Assim que chegou, Xandão foi capa da revista oficial do clube - Divulgação/Arquivo Pessoal - Divulgação/Arquivo Pessoal
Assim que chegou, Xandão foi capa da revista oficial do clube
Imagem: Divulgação/Arquivo Pessoal

UOL Esporte: Você já sofreu com algum tipo de violência? Já pensou em largar tudo?
Xandão
: Nesses dois anos que eu estou aqui, graças a Deus não teve nenhum momento complicado, que eu não quisesse estar aqui. Apesar da distância, nesse período que eu estou aqui, Deus tem cuidado da minha família.

 

UOL Esporte: E o futebol na Rússia? Está em qual nível perto do Brasil e da Europa?
Xandão:
Não se compara em termos táticos. Mas nos dois anos que estou aqui eu senti uma evolução. Acaba sendo abaixo do restante da Europa, mas é um campeonato que tem crescido muito. Tem evoluído com treinadores estrangeiros e também com a chegada da Copa do Mundo por aqui.

UOL Esporte: E a preparação como está? Há atrasos como no caso do Brasil?
Xandão:
É triste falar isso porque sou brasileiro, mas é muito diferente. Em termos de preparação, eu vejo uma evolução muito maior. No momento, já temos dois estádios prontíssimos para sediar, acho que um do Spartak e um do Rubin Kazan. Eles já estão prontos e foram construídos do zero só para sediar a Copa. Faltam 10 estádios, mas todos já estão em estado avançado. Difícil de admitir, mas a organização aqui vai dar um show comparado com o Brasil.

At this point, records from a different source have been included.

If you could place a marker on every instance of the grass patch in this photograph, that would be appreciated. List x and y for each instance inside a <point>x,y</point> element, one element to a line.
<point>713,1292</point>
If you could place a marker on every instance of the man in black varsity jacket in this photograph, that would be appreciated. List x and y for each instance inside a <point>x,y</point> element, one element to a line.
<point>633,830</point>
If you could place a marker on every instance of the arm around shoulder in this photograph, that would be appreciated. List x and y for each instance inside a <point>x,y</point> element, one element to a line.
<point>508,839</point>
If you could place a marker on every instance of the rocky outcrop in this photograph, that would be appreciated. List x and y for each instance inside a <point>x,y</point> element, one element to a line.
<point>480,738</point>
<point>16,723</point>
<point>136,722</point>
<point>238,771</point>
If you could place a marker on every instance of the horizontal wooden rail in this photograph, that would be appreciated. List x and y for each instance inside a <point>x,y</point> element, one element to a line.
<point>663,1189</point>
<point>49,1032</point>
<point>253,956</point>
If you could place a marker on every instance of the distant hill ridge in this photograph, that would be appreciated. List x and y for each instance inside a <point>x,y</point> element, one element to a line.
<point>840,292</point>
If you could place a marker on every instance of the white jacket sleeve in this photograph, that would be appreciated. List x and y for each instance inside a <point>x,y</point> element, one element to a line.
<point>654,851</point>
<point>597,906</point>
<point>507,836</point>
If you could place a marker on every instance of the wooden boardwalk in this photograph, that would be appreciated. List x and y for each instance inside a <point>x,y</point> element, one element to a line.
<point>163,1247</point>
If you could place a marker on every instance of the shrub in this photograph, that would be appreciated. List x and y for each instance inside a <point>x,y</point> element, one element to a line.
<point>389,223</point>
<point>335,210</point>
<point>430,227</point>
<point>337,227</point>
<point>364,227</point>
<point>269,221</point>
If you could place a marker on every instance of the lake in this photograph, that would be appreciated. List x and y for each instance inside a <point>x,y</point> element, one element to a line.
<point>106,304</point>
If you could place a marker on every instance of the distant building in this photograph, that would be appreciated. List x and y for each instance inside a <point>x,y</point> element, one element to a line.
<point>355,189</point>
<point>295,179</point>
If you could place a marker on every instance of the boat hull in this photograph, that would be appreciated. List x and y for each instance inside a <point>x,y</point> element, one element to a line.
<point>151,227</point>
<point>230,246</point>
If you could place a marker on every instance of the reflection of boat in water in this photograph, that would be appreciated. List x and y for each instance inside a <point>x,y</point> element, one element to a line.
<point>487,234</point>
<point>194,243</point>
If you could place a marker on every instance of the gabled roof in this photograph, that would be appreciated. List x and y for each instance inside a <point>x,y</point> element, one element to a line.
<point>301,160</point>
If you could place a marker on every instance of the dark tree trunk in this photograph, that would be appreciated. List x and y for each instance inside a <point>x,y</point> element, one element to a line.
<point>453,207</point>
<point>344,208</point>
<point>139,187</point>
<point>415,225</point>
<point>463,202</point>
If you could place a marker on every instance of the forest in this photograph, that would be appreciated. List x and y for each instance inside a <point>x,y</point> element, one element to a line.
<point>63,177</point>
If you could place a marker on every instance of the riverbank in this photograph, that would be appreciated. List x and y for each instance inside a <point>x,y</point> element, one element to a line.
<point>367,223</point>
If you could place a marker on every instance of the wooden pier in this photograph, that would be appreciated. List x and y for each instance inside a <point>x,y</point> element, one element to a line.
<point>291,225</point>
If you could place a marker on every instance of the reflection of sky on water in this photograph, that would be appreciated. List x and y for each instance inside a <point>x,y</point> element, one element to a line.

UOL Esporte: Há uma história curiosa que você teve suspeita de tuberculose. Como foi isso?
Xandão:
Na verdade, foi assim... (risos). Eu dou risada agora porque foi um mal entendido, mas na hora foi um sufoco. Eu cheguei aqui para me apresentar para a pré-temporada e fiz todos os exames. Em um deles, na hora de tirar a chapa do pulmão, o doutor do clube me chamou e falou que iria ter de repetir, porque tinha suspeita de tuberculose. Era uma mancha branca enorme no meu pulmão. Ali eu gelei, fiquei apavorado por dentro. Lembrei da história do Thiago Silva, que também enfrentou esse problema. Não sabia o que falar, o que falar para a minha família. Me passou o filme na cabeça. Mas tirei a chapa nova e não era nada. Foi um susto muito grande.

UOL Esporte: Lembro de um golaço seu de calcanhar contra o City. É o mais bonito da carreira?
Xandão
: Pode confirmar, mas confirma por bem pouco. Eu quase fiz um golaço de bicicleta aqui, e o goleiro foi buscar no ângulo. É que não peguei bem na bola, mas esse seria o mais bonito sem nenhuma dúvida. Mas o gol contra o City abriu muitas portas para mim e fez o meu nome. Na janela seguinte, logo teve essa proposta ótima da Rússia.